Friday, February 13, 2009

Paper Words

A few posts back, I mentioned that I was uninspired to write. Since then, the story I was working on has hit the tweaking stage and in a few days I'll be looking for a market.

What amazed me about the comment thread of that post was how every writer who hit a snag in their writing said that they resorted to pen and paper to work through their story. In an age when everyone writes on computers and are reading stories online via their phones or Kindles, I found the falling back to paper and ink comforting.

For me seeing my story printed out on a piece of paper helps me find the errors that aren't apparent or just glossed over on a monitor. Holding a book or newspaper in my hand gives the words more weight. Maybe because when I was younger you found truth in the written word. People could hold a Bible in their hand and know that God's words were written there, making them feel like they could touch God in some way. A dictionary, an encyclopedia, a biography all put knowledge at our fingertips. Words on a page were truths we could see and feel.

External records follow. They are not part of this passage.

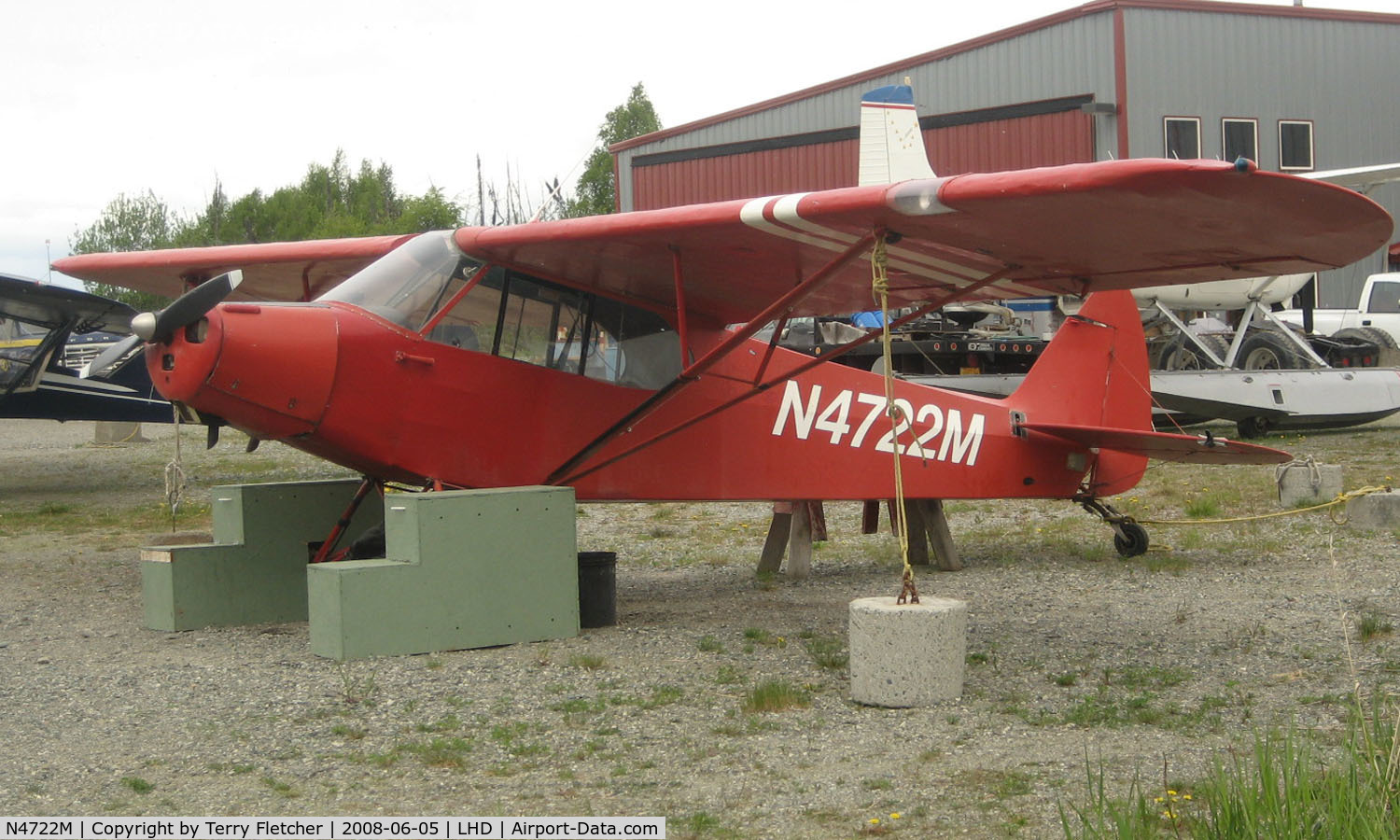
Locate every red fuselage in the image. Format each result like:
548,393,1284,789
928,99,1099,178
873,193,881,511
147,293,1148,500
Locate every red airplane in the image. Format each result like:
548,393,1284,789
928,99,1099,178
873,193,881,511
55,87,1392,554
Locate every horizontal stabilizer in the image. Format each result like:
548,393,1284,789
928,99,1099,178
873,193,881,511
1021,423,1294,464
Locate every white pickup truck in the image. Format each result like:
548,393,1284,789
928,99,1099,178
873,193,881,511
1274,272,1400,350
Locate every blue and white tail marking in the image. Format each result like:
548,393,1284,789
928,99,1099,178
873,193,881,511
859,84,937,187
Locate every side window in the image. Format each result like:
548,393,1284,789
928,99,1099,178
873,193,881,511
1366,283,1400,313
427,266,506,353
427,266,680,389
584,299,680,389
496,273,584,374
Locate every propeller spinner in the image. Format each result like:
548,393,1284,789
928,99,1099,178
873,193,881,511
87,271,244,377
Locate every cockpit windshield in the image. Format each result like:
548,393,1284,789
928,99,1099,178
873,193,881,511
316,231,482,330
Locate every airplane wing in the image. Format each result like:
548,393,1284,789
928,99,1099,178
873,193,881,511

As a people, I don't think we'll ever outgrow the idea of seeing words on the page of a book. Those words are forever and a computer crash or a hacker's virus can't erase them. I find comfort in the thought that there will always be books to read and learn from.

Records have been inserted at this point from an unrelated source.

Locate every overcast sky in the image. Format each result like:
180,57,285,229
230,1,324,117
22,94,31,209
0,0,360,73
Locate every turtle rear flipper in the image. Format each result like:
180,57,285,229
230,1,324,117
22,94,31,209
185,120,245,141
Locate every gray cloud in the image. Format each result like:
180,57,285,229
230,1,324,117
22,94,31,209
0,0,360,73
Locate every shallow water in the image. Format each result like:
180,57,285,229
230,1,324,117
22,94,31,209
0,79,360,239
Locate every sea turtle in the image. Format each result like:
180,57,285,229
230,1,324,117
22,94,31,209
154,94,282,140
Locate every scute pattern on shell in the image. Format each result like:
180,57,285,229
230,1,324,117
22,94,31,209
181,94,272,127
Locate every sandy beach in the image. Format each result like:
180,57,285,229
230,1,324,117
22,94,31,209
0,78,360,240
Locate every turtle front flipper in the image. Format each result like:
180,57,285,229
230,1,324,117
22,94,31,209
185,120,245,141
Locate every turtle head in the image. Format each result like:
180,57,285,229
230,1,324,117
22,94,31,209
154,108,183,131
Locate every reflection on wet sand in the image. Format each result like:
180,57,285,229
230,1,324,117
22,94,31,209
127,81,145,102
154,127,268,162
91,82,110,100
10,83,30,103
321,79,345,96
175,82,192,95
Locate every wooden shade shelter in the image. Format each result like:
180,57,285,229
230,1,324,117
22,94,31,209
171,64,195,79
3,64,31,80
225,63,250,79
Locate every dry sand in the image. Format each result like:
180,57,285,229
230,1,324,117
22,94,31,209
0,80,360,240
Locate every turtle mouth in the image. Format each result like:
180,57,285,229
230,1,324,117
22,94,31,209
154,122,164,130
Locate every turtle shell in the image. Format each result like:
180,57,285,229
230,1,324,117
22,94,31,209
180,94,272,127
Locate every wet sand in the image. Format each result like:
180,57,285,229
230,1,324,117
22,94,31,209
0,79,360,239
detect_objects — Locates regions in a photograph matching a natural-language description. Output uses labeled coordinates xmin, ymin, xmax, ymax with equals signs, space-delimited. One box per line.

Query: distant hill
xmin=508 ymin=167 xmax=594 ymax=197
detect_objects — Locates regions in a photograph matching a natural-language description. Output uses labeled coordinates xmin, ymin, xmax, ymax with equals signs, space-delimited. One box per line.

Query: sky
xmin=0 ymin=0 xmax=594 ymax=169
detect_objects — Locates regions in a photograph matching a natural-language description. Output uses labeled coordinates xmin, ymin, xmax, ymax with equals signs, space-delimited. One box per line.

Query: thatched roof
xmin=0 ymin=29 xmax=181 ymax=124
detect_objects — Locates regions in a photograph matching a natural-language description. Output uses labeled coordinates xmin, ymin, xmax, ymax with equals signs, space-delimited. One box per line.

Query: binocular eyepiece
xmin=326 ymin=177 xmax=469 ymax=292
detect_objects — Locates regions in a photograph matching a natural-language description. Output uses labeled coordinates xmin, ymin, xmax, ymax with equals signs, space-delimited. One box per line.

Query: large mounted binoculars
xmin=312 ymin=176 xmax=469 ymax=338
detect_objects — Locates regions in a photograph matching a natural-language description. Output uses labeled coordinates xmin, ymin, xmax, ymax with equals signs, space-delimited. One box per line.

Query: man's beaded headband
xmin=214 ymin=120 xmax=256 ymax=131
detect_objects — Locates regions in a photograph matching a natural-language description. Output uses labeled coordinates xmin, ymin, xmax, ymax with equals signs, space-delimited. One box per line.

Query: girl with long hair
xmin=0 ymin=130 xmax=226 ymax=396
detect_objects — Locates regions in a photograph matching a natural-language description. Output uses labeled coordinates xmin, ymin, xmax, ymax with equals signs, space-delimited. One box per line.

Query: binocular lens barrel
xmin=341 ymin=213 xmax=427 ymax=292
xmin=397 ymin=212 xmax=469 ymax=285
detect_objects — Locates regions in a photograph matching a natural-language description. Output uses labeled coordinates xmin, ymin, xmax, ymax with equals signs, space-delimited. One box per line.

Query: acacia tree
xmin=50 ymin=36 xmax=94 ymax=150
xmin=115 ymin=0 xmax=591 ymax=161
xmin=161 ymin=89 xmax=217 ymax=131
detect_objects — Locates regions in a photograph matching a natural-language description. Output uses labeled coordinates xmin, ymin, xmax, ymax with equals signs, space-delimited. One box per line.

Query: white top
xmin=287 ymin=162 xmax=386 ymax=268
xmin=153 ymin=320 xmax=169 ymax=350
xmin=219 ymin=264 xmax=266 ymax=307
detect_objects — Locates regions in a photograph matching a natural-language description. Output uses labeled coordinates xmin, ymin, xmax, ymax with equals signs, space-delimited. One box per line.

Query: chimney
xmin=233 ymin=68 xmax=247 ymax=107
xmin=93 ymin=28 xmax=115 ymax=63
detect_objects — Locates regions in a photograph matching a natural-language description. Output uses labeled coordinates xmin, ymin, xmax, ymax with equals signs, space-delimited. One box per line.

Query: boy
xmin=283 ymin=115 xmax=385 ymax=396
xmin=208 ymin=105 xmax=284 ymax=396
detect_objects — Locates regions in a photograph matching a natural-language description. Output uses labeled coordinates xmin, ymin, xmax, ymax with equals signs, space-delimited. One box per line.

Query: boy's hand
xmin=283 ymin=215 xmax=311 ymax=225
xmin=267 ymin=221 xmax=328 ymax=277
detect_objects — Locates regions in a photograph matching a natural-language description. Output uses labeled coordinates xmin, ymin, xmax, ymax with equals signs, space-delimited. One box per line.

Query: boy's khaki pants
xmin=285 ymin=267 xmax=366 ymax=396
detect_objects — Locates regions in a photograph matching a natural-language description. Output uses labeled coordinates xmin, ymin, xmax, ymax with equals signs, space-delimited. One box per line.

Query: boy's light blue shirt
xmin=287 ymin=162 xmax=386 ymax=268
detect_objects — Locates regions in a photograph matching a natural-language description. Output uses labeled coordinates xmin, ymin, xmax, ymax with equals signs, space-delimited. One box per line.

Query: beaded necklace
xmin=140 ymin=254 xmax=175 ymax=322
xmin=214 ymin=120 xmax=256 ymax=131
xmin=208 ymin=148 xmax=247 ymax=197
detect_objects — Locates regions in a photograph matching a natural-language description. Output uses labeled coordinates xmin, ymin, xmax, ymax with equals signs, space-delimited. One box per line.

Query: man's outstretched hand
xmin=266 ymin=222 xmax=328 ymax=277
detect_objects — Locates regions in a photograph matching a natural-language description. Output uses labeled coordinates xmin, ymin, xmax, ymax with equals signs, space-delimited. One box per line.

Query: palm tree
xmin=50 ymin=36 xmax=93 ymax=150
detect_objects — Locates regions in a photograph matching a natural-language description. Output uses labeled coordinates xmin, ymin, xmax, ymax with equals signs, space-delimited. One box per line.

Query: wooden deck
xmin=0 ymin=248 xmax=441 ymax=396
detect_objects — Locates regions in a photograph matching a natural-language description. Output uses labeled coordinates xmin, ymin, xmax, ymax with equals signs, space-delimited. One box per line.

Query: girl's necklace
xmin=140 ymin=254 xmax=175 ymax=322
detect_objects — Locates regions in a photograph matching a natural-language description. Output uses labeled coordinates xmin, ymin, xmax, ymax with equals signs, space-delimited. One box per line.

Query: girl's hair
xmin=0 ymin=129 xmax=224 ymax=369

And a quote today from Carson McCullers:
"There's nothing that makes you so aware of the improvisation of human existence as a song unfinished. Or an old address book."

7 comments:

pattinase (abbott) said...

I have a story I've been working on off and on for months between other things. I guess that I have so little enthusiasm for it tells me I should ditch it.

sandra seamans said...

I have stories like that. You get a great idea and start writing, then it just fizzles out or you look at and think, 'what a stupid idea this was'.

Those are the stories I set aside and come back to later. Sometimes just letting it set gives you time to mull it over and figure out a way to make it work.

David Cranmer said...

You are on to something because every submission I receive for BTAP I have to print out and read. And every story in my rough draft stage is also printed.

sandra seamans said...

I always print out a copy of my stories, then use the red pen. For some reason it's easier to find the mistakes and see where things don't come together quite right on paper.

pattinase (abbott) said...

Great idea. I'm gonna try that.

Barbara Martin said...

My very first drafts of work are always written in pen or pencil on paper before they are entered onto a computer. That way I can tweak as I input, adding in square brackets of something to be inserted later or researched.

Stories that I begin and are unable to complete for whatever reason are placed into a folder in a drawer and left for a time. I will go back to check once in awhile to see if something else comes to mind to add; if not, then back into the folder they go. I move onto the next folder.

sandra seamans said...

I'm the same way with the folders, Barbara. There's not much point working on something that doesn't want to be written.